Really, rob was (is) Mr. Ottawa Poetry, which I had to appreciate, because he’s always been everywhere, publishing everybody, hearing everyone, attending the readings and the launches. So, when he asked me for a poem for his poem series, in 1997, I provided a love poem, “palm breeze, white lace.” I’d been teaching at Duke University, but had come back to Ottawa to give a lecture at Carleton University. rob took the occasion of my presence to issue that poem AND a booklet of love poems, Provencal Poems, with a photo of my then-love (and 18 months later, the mother of our daughter) on the cover. I thought it was fetching, and it sold out—if I recall correctly. Copies were $5 each (I think).
Two more single poems followed in 1999 and 2003, following my return to Canada to teach at the University of Toronto. But I was thrilled to see poems from my epic-in-progress, Canticles, published in an above/ground press booklet/chapbook, and given the title of Selected Canticles. rob found a photo of open shackles and used this image to grace the cover. It was an excellent choice.
I can’t say how overjoyed I was to have that 2012 booklet in hand. It made the project (which is ongoing) begin to seem real. I liked how the poems looked; I liked how they read. I still do. above/ground press helped me put out “there” these poems that refer to the still (especially in Canada) buried histories of African slavery and Indigenous dispossession.
Good job, rob! I’d sure love to be around to see the press see a 100th anniversary! Keep on keepin on!
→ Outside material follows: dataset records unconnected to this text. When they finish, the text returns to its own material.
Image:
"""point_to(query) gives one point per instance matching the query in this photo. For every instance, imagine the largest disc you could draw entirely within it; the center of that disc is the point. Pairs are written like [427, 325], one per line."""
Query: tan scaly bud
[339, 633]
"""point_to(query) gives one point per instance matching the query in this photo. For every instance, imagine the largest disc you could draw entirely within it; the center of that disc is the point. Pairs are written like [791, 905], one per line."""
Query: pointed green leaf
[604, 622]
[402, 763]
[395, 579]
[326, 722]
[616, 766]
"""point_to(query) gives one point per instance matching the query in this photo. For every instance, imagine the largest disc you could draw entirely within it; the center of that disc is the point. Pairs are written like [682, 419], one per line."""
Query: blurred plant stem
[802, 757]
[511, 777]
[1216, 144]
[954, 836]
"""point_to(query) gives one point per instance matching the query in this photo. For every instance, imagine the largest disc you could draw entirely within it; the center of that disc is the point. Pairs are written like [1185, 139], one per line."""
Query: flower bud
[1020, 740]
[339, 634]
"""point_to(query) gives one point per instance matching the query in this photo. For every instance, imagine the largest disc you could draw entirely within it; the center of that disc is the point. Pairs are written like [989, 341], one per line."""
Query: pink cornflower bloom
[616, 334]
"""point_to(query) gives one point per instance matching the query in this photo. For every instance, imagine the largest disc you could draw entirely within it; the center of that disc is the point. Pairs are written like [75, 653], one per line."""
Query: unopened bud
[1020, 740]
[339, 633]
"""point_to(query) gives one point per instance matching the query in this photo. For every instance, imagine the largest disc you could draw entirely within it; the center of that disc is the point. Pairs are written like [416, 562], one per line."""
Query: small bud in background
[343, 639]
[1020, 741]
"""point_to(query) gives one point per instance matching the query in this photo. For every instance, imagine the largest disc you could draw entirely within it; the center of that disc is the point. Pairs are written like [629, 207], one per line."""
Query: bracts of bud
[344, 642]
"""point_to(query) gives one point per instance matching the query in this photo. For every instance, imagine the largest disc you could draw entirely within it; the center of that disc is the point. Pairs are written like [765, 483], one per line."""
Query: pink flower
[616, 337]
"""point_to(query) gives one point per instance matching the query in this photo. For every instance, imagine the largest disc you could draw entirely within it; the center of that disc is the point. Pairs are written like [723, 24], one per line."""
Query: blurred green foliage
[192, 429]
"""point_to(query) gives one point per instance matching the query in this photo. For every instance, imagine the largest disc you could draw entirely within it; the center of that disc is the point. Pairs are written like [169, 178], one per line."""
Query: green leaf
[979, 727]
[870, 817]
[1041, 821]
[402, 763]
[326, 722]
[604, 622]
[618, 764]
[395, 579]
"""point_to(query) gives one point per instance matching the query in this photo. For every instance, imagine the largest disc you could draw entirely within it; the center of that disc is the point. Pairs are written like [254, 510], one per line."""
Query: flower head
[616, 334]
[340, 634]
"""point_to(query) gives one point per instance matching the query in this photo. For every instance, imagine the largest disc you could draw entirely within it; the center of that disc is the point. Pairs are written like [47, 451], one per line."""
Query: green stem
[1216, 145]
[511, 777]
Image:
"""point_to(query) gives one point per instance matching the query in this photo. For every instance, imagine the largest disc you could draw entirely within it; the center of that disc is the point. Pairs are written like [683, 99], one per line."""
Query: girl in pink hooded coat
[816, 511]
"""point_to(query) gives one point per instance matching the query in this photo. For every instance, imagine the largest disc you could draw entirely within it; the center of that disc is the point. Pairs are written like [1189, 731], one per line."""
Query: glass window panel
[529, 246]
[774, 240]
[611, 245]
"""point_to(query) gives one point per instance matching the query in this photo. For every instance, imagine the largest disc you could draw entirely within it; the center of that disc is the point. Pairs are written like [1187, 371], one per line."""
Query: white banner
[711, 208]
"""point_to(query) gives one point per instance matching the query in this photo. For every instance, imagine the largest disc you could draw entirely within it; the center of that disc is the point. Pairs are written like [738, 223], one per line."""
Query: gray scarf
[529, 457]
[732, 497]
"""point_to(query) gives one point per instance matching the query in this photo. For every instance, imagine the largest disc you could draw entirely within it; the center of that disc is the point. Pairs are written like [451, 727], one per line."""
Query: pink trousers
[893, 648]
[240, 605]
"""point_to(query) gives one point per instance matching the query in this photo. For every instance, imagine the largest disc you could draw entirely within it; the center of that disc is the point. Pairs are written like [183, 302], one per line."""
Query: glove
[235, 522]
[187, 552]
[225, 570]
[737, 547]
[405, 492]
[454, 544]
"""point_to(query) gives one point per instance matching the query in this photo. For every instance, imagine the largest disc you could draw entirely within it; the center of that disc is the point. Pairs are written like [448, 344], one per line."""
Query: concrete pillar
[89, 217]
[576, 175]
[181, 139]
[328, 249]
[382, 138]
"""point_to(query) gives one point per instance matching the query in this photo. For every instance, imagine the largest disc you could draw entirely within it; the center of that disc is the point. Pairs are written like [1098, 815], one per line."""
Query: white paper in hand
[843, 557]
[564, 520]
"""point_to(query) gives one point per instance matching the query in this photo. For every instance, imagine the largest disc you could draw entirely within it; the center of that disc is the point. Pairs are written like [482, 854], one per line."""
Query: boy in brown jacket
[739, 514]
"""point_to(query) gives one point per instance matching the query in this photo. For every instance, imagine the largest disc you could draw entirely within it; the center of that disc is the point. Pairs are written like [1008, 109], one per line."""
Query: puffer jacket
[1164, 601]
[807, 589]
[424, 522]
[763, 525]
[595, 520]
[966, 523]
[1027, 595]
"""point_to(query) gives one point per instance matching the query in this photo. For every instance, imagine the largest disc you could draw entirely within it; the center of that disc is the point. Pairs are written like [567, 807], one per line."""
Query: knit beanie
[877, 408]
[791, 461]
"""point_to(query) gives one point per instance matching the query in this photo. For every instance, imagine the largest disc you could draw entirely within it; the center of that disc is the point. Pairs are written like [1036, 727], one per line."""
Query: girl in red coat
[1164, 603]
The 4th Poet Laureate of Toronto (2012-15) and the 7th Parliamentary/Canadian Poet Laureate (2016-17), George Elliott Clarke [photo credit: Harvard University] is a revered artist in song, drama, fiction, screenplay, essays, and poetry. Born in Windsor, Nova Scotia, in 1960, Clarke was educated at the University of Waterloo, Dalhousie University, and Queen’s University. Clarke is also a pioneering scholar of African-Canadian literature. A professor of English at the University of Toronto, Clarke has taught at Duke, McGill, the University of British Columbia, and Harvard. He holds eight honorary doctorates, plus appointments to the Order of Nova Scotia and the Order of Canada at the rank of Officer. He is also a Fellow of the Royal Canadian Geographical Society. His recognitions include the Pierre Elliott Trudeau Fellows Prize, the Governor-General’s Award for Poetry, the National Magazine Gold Award for Poetry, the Premiul Poesis (Romania), the Dartmouth Book Award for Fiction, the Eric Hoffer Book Award for Poetry (US), and the Dr. Martin Luther King Jr. Achievement Award. Clarke’s work is the subject of Africadian Atlantic: Essays on George Elliott Clarke (2012), edited by Joseph Pivato. Finally, though Clarke is racialized “Black” and was socialized as an Africadian, he is a card-carrying member of the Eastland Woodland Métis Nation Nova Scotia, registered under Section 35 of the Charter of Rights and Freedoms. He is, at last, a proud Afro-Métis Africadian.
Clarke is the author of two above/ground press chapbooks—Provencal Songs [II] (1997) and Selected Canticles (2012)—as well as two above/ground press “poem” handouts (1997 and 1998).